The vote was likely one of Lugar's last, following his sound defeat in the Indiana primary, where voters apparently believe 36 years is less public service than a career.   By the time Lugar is forced to retire in November, he will have represented Indiana  -- a State in which he has not resided for decades -- nearly 13,140 days.  At 13,000 votes, that's almost one vote per day in office, not taking into account that Congress mercifully vacations from Washington some average 200 days per year.  

Robert Byrd still holds the illustrious vote crown, having cast some 19,000 votes during his 51-year tenure in the Senate.  Only two sitting Senators, Daniel Inouye (D-HI) and Patrick Leahy (D-VT), top Lugar at 16,265 and 14,000 votes respectively.  Considering many of the votes a Senator will cast either regulate, legislate, tax, borrow, earmark, or spend, the sheer volume should send a chill down the spine of even the most obtuse political observer.   It should chill to the bone any self-respecting conservative.

Simply put, prolific vote records are anything but praiseworthy, even when one considers Lugar once voted according to the conservative principles that got him elected.  The outcome of Lugar's 36 years of votes -- an inestimable mass of new government -- did not serve to make government better, it just made more government.   What is milestone to the career politician, is a burden to his taxpaying constituents, as our Founders warned.  Taxpayers are not the beneficiaries of the big government Richard Lugar and so many others create, legislate, and collect revenues to fund; they are its victims. 

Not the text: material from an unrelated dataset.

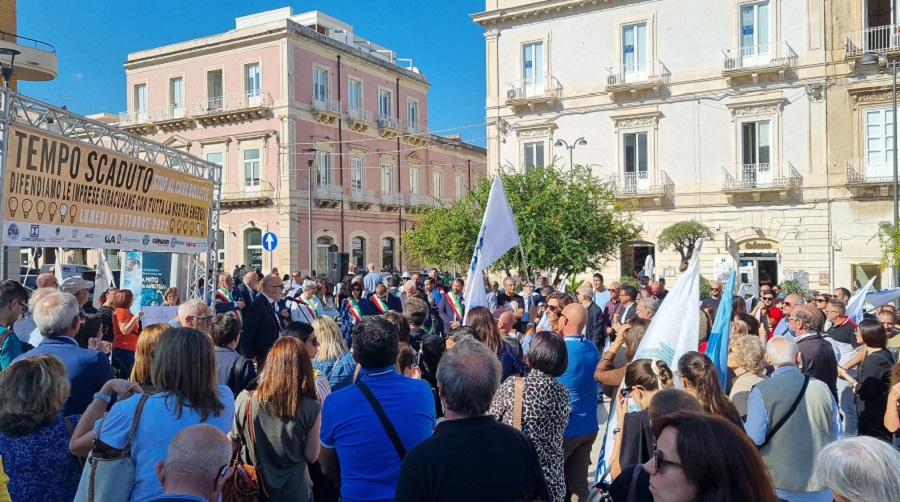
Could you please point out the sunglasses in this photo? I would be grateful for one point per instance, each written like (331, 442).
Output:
(662, 462)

As does each Congressional member, Lugar has a taxpayer-funded staff that enables his success, that is,  taxpayers footing the cost of their own subjugation.  Worse, these tax dollars endear far too many young interns and staffers to the celebrity and power that is today's politics.   In 2011, Lugar charged taxpayers $2,878,113 for staff expenditures, according to, Legistorm, a nonpartisan organization which discloses gross (pun intended) Congressional spending.  Lugar's staff disclosures totaled $1,859,340 in FY 2001, the first year data on staff salaries was made available, and more than $3,000,000 in 2010.  In aggregate pay, for the last 11 years alone, Lugar's office cost taxpayers $26,472,326.  Though staffers may make a relative pittance in hourly wage, the total cost to taxpayers is staggering.  It might help to multiply that $26,472,326 by 3 to approximate what Lugar's office has cost taxpayers over 36 years, at least in staffing, plus or minus a few million.  Of course, that number would be grossly inaccurate without adjusting for the relative lack of public sector bloat, spending, and inflation when Lugar assumed office in 1977.   And yet, my calculator still doesn't go that high.  This is not to say Lugar is any spending exception among the 534 other members of Congress.  Try that math on for size. 

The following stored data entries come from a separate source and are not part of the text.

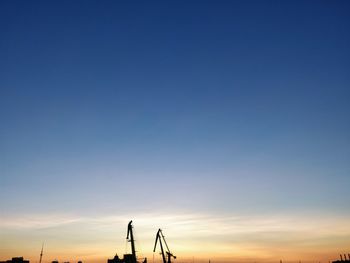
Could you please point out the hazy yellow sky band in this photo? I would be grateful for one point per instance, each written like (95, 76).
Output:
(197, 237)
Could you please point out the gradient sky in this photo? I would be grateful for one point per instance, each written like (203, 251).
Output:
(226, 123)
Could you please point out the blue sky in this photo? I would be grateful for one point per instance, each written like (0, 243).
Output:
(208, 107)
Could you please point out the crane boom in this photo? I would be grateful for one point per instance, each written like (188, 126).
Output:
(41, 253)
(133, 251)
(160, 237)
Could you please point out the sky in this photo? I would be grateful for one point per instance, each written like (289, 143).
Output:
(225, 123)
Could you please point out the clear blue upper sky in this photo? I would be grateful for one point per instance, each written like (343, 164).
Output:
(216, 106)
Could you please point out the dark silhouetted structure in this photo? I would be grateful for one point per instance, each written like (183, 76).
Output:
(160, 237)
(15, 260)
(128, 258)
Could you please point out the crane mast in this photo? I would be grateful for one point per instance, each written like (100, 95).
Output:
(161, 237)
(133, 251)
(41, 253)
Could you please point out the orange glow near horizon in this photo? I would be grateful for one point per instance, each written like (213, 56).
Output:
(190, 237)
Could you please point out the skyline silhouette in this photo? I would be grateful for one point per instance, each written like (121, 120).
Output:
(224, 123)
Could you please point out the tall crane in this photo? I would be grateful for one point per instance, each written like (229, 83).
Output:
(160, 237)
(133, 251)
(41, 253)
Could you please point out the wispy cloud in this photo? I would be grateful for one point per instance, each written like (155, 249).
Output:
(229, 235)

Lugar's bff, John Kerry, lamented his friend's defeat -- a tragedy -- as the end of civil discourse and bipartisan compromise as we know it.   And Kerry's angst is understandable, considering losing RINOs such as Lugar shine an unwelcome spotlight on the only compromise Democrats know, full capitulation to the Left, or else.   It's hard to govern against the will of the people without some bipartisan cover -- think cries for civility from the likes of Obama, Kerry, Franken, Boxer, Reid, Ellison, Durbin, Schumer, Pelosi, and their media -- which makes it all the more infuriating Lugar, and so many other Republicans, endorse the false conciliations.   

In the words of pundits from both sides of the aisle, the U.S. Senate is less collegial, less bipartisan, less moderate, and less effective.  By all means, let's hope so.  In fact, here's hoping Congress just becomes less - less Left, less dictatorial, less tyrannical, less Democrat, less progressive, less regulating, less taxing, less spending -- less burden on the American taxpayer.   The more time any one representative spends in Washington D.C. -- even the good guys -- the more inclined he is to go along to get along; an occupational hazard Indiana voters rectified in Richard Lugar far too late. 

13,000 votes is a record for which no Representative should endeavor.   Any politician voters allow such latitude eventually stops representing his constituency, and starts representing Washington D.C.  That is compromise no taxpayer, and -- thanks to the Tea Party -- no Republican, can afford.